The Bus Factor

I’ve been meaning to write this for quite a while, as the bus factor is something I’ve (literally) run into in my career. For those of you not familiar with it, the “Bus Factor” is basically an informal measure of resiliency of a project to the loss of one or more key members. It’s basically the programming version of the old adage “Don’t put all your eggs in one basket”.

Story Time

Some years ago I was a software development intern at a large company in Milwaukee, Wisconsin. The team I was on was broken into a U.S. development team, an offshore dev team in India and an offshore QA team in China. We had daily scrum meetings at 8 AM every morning so that the US and Indian teams could participate all in one. One day we got word that one of the senior-most developers had literally been hit by a bus while crossing the street (thankfully he made a full recovery, but it certainly slowed down that part of the team as he was out for 8 weeks or so).
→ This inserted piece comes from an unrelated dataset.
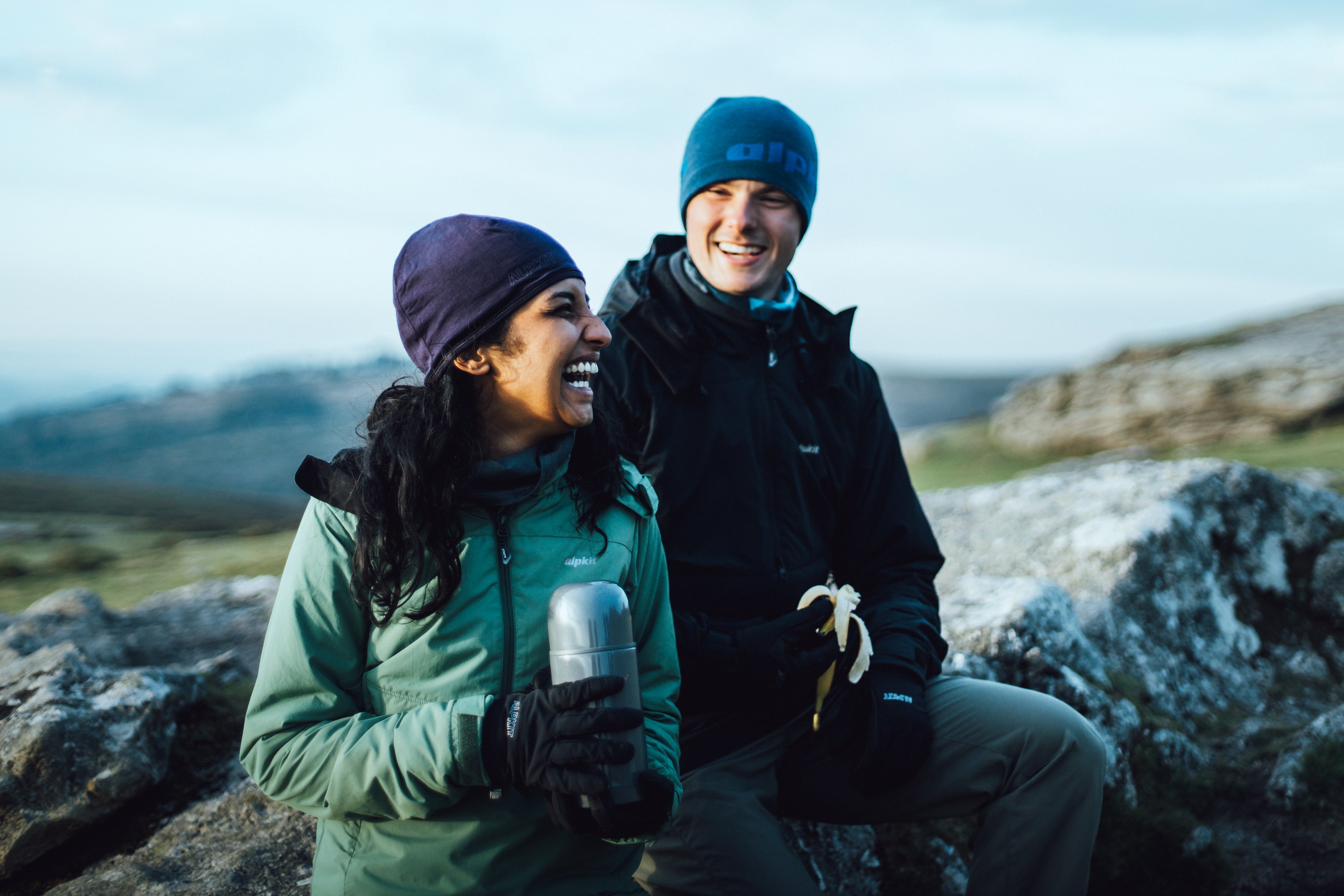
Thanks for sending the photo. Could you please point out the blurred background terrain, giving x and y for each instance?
(134, 496)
How to Reduce the Bus Factor

I’m sure people can (and probably have) written entire books on the subject of reducing the bus factor, and spreading knowledge around through the entire team. Spreading knowledge is really the key element in bus factor reduction.
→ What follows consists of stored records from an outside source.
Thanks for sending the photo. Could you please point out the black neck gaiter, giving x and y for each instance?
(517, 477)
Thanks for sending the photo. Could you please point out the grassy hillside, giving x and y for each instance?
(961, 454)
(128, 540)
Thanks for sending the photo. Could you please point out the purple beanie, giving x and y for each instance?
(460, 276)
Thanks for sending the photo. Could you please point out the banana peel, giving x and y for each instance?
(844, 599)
How many people currently work on a team where one or two people are basically the wizards who secret spells make critical things happen (like deployments or provisioning infrastructure assets, or SSL certificates, or any of the other million things that need to be done in order to make software work)? I know I’ve worked on several teams where that happened. I’ve also worked with people who wanted to increase the bus factor as they thought it gave them better job security (a notion I strongly disagree with).

In my experience one of the best ways to reduce the bus factor is to maintain an internal wiki where developers and administrators can document processes for anything which they are going to do more than once (and sometimes it’s good to document things that are being done once as well). Another great idea is to regularly schedule cross training (n+1 isn’t only a good idea for infrastructure, developers and admins should have a bit of redundancy as well).

Ethics

I personally feel that there is an ethical responsibility for all engineers to be transparent in what they do. I never want to be the only person capable of doing something, instead I do my best to make sure that anything I do, which may ever need to be done again, is documented at least well enough that someone can probably piece it together. Doing this ensures that if I am ever hit by a bus the rest of my team won’t have to try to figure out the magical incantations I have developed in order to do a number of things.

Conclusion

At the end of the day reducing the bus factor is good for your team. You never know when you or one of your colleagues are going to end up no longer being available to work (they might be hit by a bus, or it might be something more mundane like taking a new job, or leaving for a few months for a sabbatical or maternity/paternity leave). As an engineer and a member of a team you have an ethical obligation to ensure that you are both sharing processes and techniques you’ve developed with your colleagues, and also trying to learn those processes and techniques from your colleagues.